‘Freezing Cold’: Black Sabbath Cover Art Model Recalls Photo Shoot
By Pip Doyle, Australian Radio Network
February 14, 2020
The freaky black-robed witchy woman on the cover of Black Sabbath’s debut album isn’t just a real person, she’s spoken out about the experience.
The record was released 50 years ago this week on – fittingly – on Friday 13.
The super-eerie cover art depicted what looked like a witch standing in the woods, outside a cottage. The sky is pink, and the band’s logo is written in gothic lettering.
It was photographed Keith “Keef” Macmillan at Oxfordshire’s Mapledurham Watermill, a historic building that dates back to the 15th century, because he thought it fit the dark, gothic sound of the band.
Louisa Livingstone, a model about 18 or 19 at the time, was selected by Macmillan partly because she was only 5-foot, which made the scenery around her look huge.
“I remember it was freezing cold,” she told Rolling Stone.
“I had to get up at about 4 o’clock in the morning.
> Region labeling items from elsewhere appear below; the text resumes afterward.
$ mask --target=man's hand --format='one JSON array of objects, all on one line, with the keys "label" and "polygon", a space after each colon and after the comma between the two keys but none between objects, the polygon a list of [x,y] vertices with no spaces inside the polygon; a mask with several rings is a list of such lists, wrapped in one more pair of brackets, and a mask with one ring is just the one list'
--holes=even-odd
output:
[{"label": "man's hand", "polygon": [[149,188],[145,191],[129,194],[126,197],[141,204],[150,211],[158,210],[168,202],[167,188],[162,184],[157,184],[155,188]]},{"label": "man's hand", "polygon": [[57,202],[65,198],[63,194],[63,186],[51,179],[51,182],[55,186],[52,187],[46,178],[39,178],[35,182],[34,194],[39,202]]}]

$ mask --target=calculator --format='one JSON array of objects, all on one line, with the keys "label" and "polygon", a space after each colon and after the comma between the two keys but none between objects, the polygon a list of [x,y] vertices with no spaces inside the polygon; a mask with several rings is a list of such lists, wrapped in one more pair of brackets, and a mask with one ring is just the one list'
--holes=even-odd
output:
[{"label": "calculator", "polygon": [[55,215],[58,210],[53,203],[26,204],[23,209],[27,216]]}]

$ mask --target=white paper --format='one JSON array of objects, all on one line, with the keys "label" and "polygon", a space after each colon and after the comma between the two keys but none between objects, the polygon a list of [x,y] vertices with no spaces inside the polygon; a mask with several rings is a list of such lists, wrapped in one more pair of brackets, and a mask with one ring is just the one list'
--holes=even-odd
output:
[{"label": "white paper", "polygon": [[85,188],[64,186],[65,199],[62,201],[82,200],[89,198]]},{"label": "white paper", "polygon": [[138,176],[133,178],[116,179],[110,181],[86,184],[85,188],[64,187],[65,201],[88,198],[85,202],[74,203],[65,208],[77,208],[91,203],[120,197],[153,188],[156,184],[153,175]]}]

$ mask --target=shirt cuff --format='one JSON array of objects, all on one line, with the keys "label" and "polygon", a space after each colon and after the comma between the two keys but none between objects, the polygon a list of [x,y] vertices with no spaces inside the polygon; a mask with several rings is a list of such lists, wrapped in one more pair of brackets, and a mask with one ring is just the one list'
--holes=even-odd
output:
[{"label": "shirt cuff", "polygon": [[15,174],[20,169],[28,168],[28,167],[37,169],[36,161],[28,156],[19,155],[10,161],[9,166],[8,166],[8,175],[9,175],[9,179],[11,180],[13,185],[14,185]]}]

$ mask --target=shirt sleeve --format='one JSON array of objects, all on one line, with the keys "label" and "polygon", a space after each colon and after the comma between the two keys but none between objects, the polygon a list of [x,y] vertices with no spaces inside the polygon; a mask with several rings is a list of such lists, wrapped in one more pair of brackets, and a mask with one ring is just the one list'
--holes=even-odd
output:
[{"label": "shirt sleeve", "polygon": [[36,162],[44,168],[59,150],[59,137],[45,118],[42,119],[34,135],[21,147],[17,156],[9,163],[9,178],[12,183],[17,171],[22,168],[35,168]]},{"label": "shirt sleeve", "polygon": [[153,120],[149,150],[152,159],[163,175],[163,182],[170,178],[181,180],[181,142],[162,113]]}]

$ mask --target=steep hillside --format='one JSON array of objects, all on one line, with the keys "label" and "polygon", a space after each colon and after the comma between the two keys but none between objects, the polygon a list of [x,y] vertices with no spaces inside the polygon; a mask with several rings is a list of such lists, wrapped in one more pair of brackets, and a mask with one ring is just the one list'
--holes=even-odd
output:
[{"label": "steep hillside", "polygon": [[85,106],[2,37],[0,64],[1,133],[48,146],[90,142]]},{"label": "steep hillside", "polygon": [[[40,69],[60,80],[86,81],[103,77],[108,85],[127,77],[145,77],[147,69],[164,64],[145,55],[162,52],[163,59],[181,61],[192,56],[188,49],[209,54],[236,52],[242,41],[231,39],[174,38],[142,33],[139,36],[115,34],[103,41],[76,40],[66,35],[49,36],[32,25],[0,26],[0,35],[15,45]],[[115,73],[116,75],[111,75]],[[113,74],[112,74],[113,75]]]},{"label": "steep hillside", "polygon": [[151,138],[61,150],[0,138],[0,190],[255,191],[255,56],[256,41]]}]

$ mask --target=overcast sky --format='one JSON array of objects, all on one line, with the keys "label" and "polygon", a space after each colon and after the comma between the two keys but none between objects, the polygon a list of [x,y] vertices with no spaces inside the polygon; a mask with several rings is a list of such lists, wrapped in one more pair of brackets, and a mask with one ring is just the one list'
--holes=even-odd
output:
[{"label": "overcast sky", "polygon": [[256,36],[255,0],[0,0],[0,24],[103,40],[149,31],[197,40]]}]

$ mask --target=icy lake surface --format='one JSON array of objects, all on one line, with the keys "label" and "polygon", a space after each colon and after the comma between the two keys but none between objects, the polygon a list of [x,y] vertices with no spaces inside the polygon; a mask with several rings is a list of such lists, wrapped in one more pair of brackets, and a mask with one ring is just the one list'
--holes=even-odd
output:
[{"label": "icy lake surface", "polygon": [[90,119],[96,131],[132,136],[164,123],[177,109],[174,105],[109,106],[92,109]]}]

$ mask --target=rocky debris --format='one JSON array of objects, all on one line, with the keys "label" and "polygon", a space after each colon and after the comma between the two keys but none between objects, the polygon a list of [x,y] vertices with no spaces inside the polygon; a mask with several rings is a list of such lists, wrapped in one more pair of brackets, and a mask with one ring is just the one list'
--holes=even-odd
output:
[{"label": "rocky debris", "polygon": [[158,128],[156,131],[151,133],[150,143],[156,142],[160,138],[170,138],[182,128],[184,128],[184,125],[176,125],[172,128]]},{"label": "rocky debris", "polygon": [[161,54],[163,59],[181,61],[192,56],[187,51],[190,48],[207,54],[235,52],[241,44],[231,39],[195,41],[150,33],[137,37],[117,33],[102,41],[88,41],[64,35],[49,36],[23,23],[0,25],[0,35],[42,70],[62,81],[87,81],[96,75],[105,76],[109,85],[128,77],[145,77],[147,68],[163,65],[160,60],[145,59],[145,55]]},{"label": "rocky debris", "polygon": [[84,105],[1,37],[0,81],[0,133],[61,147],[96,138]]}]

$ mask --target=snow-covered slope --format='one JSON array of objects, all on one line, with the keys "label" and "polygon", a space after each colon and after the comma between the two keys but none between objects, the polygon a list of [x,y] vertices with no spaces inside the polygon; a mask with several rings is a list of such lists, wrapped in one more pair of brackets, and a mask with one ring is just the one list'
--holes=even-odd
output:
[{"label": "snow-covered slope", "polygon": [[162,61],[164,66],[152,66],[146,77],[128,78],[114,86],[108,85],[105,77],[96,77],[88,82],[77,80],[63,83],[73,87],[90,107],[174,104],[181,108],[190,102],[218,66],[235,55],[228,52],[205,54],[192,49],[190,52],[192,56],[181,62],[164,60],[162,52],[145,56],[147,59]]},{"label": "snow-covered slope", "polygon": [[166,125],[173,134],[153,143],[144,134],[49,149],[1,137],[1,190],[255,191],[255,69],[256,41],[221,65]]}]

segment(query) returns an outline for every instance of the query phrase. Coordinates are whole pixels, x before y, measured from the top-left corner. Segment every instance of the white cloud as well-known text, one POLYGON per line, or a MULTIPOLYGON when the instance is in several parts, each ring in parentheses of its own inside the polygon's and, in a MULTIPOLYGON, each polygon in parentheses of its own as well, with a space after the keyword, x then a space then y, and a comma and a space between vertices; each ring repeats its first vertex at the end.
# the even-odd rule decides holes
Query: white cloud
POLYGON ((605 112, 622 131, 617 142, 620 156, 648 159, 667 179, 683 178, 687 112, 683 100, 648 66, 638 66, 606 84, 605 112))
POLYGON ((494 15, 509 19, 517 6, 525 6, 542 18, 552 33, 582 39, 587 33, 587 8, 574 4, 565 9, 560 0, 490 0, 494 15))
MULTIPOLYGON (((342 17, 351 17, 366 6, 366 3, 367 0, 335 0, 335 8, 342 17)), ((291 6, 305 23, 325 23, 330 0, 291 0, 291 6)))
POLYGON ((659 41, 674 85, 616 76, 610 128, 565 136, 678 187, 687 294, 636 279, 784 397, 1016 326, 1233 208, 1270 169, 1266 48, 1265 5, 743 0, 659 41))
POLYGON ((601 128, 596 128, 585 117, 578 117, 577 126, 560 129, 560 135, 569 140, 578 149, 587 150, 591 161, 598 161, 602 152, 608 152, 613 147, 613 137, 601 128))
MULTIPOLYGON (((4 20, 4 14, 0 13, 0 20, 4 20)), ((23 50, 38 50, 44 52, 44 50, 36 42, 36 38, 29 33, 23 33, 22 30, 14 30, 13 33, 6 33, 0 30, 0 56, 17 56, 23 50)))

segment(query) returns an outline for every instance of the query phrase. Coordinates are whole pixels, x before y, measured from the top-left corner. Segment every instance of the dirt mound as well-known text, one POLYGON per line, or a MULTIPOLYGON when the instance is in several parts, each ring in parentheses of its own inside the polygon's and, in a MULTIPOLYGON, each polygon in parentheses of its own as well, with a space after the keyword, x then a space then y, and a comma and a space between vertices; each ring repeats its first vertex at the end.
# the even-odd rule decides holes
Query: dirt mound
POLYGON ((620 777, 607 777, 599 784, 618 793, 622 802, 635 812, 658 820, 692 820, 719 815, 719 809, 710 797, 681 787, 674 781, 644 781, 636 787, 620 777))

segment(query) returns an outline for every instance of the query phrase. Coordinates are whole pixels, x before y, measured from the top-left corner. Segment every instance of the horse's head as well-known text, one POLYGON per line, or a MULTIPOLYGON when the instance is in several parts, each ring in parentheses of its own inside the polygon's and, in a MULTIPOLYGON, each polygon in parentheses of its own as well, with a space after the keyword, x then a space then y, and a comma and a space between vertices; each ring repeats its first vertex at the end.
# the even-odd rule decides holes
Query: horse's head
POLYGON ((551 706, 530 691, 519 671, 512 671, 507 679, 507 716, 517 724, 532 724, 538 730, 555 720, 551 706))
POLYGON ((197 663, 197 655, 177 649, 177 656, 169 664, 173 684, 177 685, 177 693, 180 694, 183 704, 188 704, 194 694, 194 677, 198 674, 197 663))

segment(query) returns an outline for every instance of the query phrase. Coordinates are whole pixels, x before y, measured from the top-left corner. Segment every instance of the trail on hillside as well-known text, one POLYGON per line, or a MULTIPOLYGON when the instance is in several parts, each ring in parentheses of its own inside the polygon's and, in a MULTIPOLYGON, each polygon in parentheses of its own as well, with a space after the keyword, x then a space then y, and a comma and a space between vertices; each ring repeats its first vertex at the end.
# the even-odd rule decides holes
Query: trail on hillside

Keith was rushing around with dry ice, throwing it into the water. It didn’t seem to be working very well, so he ended up using a smoke machine.
“It was just, ‘Stand there and do that.’ I’m sure he said it was ‘for Black Sabbath’, but I don’t know if that meant anything much to me at the time.”
Macmillan said that Livingstone didn’t wear any clothing under the cloak because they were trying to do things that were slightly more risqué, but that idea didn’t really work.
“Any kind of sexuality took away from the more foreboding mood,” Macmillan said.
“But she was a terrific model. She had amazing courage and understanding of what I was trying to do.”